Now that I'm riding again I'm forever thankful that I came out of it the other side and can continue doing what I love. Physically, I'm 'healed'. My bones are fused back together, scar is fading, and physio, gym work and swimming are helping to build strength back up again, but it's gonna be a long road.
The PT session I had this week is testament to that.
It was the first time I'd really used my arms in months, and it showed.
I know I've lost a lot of fitness and strength - not just in my arms, but my legs too. I did weighted stair climbs, barbell squats, shoulder press, bent and upright rows and deadlifts. Then powerbag squats and cable machine pulldowns (whatever they're called).
The barbell exercises were with a 5kg barbell, and the powerbag was 7.5kg and IT NEARLY KILLED ME. It all felt 100 times heavier.
Mending the mind
I guess patience and consistency is key right now so I'll just have to keep plodding my way back to fitness. And that's all fine, I can do that. Building strength back into my body is a time consuming, yet simple process, on the face of it.

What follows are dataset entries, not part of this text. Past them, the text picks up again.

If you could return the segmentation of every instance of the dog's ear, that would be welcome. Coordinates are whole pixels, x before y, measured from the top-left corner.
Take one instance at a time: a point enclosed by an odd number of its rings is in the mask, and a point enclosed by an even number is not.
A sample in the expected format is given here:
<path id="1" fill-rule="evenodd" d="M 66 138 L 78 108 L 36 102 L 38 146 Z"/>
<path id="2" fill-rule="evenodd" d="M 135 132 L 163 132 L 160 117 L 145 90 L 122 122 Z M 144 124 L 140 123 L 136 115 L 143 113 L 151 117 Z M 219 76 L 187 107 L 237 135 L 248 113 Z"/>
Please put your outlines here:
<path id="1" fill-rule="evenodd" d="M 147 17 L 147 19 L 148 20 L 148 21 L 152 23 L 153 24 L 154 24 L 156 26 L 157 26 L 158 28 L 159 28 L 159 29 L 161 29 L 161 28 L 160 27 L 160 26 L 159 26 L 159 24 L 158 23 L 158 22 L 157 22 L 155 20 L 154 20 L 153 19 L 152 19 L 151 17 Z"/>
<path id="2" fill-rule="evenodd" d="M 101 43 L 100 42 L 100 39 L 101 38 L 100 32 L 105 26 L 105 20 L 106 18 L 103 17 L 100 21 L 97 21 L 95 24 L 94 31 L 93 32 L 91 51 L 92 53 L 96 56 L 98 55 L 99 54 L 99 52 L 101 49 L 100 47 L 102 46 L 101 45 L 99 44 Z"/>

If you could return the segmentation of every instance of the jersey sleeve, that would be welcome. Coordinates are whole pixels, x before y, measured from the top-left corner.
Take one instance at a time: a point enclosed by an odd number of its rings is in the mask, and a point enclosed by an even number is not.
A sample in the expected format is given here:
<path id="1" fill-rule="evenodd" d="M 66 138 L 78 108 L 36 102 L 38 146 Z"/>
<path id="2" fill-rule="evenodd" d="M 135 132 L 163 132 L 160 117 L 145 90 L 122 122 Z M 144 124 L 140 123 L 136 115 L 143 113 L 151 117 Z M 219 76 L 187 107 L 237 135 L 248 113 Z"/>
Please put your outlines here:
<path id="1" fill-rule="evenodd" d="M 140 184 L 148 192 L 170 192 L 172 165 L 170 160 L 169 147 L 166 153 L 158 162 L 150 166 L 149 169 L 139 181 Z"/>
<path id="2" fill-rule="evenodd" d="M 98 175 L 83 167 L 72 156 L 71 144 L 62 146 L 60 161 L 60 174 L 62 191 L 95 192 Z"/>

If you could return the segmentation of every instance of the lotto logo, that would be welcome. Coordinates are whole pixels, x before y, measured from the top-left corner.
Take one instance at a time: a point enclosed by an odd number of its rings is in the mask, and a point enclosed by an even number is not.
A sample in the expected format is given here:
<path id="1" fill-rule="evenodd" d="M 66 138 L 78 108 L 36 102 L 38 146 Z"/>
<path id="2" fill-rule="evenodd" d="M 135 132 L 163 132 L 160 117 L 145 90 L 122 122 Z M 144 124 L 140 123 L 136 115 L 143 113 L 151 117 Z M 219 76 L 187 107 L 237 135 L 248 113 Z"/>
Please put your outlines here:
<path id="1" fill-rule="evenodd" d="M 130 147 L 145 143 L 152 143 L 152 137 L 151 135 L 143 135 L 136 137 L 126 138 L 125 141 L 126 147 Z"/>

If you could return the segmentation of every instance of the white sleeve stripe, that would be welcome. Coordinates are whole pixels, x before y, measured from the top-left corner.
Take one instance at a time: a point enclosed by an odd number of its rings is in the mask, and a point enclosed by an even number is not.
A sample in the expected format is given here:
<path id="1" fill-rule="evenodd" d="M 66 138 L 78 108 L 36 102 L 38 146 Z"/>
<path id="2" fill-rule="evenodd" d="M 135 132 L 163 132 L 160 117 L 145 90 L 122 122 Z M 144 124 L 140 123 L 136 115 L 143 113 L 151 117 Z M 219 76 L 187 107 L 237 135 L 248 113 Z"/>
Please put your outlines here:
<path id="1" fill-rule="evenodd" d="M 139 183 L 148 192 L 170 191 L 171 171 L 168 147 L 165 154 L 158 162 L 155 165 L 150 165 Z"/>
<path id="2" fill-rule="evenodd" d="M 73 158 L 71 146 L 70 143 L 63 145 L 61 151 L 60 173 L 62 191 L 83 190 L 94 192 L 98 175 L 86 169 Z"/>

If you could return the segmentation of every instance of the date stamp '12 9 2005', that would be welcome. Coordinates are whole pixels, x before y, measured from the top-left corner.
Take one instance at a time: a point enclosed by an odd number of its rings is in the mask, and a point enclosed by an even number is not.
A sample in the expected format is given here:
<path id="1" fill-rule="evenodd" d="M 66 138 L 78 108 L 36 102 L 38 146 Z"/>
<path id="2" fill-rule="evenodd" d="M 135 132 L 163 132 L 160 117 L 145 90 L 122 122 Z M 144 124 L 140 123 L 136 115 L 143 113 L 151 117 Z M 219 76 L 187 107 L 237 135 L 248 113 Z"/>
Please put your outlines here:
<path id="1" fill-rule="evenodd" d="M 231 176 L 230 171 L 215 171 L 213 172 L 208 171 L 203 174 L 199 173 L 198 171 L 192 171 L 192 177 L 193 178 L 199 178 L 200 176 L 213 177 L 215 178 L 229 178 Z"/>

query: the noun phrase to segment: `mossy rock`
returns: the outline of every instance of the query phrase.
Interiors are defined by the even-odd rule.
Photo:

What I can't do as well is determine whether my mind is healed after what happened.
Will I be able to ride the trails again like I used to? Edit: Not quite...

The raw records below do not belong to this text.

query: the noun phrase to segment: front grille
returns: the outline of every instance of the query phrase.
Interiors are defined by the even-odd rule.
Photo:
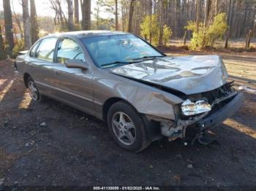
[[[215,101],[217,99],[221,98],[225,98],[228,96],[231,93],[234,91],[233,87],[232,87],[233,82],[227,83],[222,87],[219,87],[215,90],[208,91],[208,92],[204,92],[204,93],[197,93],[197,94],[193,94],[193,95],[189,95],[184,96],[183,98],[184,100],[186,99],[190,99],[192,101],[196,101],[197,100],[199,99],[206,99],[207,101],[211,105],[214,101]],[[220,109],[222,109],[225,105],[226,105],[227,103],[229,103],[233,97],[229,98],[227,99],[225,99],[218,104],[215,104],[211,110],[209,112],[209,113],[205,116],[203,118],[206,118],[212,114],[215,113]],[[200,116],[202,114],[198,114],[196,115],[193,116],[184,116],[182,115],[181,116],[181,119],[183,120],[187,120],[189,119],[193,118],[197,116]]]

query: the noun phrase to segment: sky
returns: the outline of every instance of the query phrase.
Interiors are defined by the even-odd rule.
[[[5,1],[5,0],[0,0],[0,11],[4,9],[3,1]],[[35,0],[37,15],[54,17],[54,15],[55,15],[54,11],[50,8],[50,4],[49,1],[50,1],[49,0]],[[21,2],[21,0],[10,0],[12,11],[13,11],[12,9],[12,4],[13,4],[13,8],[15,12],[16,13],[22,13],[22,7],[20,5],[20,2]],[[66,0],[62,0],[62,4],[63,4],[62,5],[63,10],[64,13],[67,14],[67,5],[66,3]],[[94,7],[96,7],[96,0],[91,0],[91,9],[92,12],[94,11]],[[81,15],[81,13],[80,12],[80,15]],[[102,17],[108,17],[108,15],[104,13],[104,12],[102,12],[100,13],[100,16]]]

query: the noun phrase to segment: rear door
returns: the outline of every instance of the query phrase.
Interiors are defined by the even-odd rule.
[[[53,67],[54,84],[57,96],[81,110],[94,114],[93,102],[93,71],[67,68],[64,63],[70,59],[86,61],[80,44],[73,39],[60,37],[56,50],[56,63]]]
[[[40,92],[49,96],[54,95],[54,72],[53,69],[57,37],[48,37],[37,43],[29,52],[26,61],[29,67],[29,74],[35,81]]]

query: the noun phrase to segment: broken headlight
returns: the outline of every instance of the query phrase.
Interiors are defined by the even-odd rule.
[[[205,100],[198,100],[193,102],[189,99],[186,100],[181,104],[181,111],[184,115],[193,115],[211,111],[211,106]]]

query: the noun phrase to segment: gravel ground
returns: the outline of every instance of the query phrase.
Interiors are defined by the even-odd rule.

I'm riding to work every day on the roadie, and feel relatively confident on the commute, but haven't yet been out for a long ride more than 12 miles and certainly no big hills or long, fast descents (Coldean Lane, and Wilsons Avenue Brighton, I'm looking at you).
I've ridden the mtb on the road but not on the trails, where it belongs. The thought of riding any red, rocky trails or going back to Forest of Dean to ride the Verderers Trail where I stacked it fills me with fear right now but I know it'll have to be done at some point.
I have to get back in the saddle.
I'll leave you with this, which popped up at just the right time for me last week:
This. 🙌🏼💚 100 times over, and then a bit more. The massive cliche of 'you only live once' is so, so true. I'm definitely an all-or-nothing kind of person, I always have been. That's why I broke myself in the way that I did - I was in my favourite place, with a sexy new bike and I wanted to push myself and go faster than ever before on my favourite trail. The rush you get from throwing yourself down these trails is just immense. People have said to me to take it easy and not go back to the fast, flowy trails, stick to the road, or cross country. But I can't do that. I won't. Now that I'm cycling again my heart is heavy no more. But I still need to get back to the trails, and it's just a matter of time. Do what you love, guys, and do it full speed. Lukewarm is no good 🚵🏽
Do you hear that? I think I can hear the mountains calling...
Do you find the psychological side of injury and rehab hard?